When I was twenty-two, I thought I knew everything, and didn’t need anyone to help. A couple years later the recession hit. I needed help. Lesson learned. The wisest people I know tend to be the humblest, the quickest to listen, and slowest to speak. This is true because those people know life changes fast. Best-practices from even ten years ago are already out of style. The smart, hard-working, clever people who adapt and help each other are the ones that endure. Allow the good people around you to help shape who you become.


Of course, if I had told Jim all the same information without mentioning the guy whose advice I cherished, we never would have realized this cosmic coincidence. Everybody knows that all high achievers were helped by others, but we still ought to give credit where credit is due. After all, wouldn’t you enjoy a shout-out if you were on the other side of the equation? Which leads me to one final point. 

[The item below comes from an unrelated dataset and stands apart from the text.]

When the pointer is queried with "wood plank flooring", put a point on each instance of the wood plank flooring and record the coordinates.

I know, life gets busy, yadda yadda yadda. Somehow, in the midst of a budding young career, Jim found time to speak to a group of students. He gave his best advice. For free. I occasionally get asked by students a year behind me at Northwestern how I got this data science job. I tell them that it wasn’t easy, but I had help along the way. As a result, I should be willing to help them. Perhaps a decade from now I’ll be sitting at dinner with a stranger, only to realize he was one of those kids who “made it” in part due to advice I give today.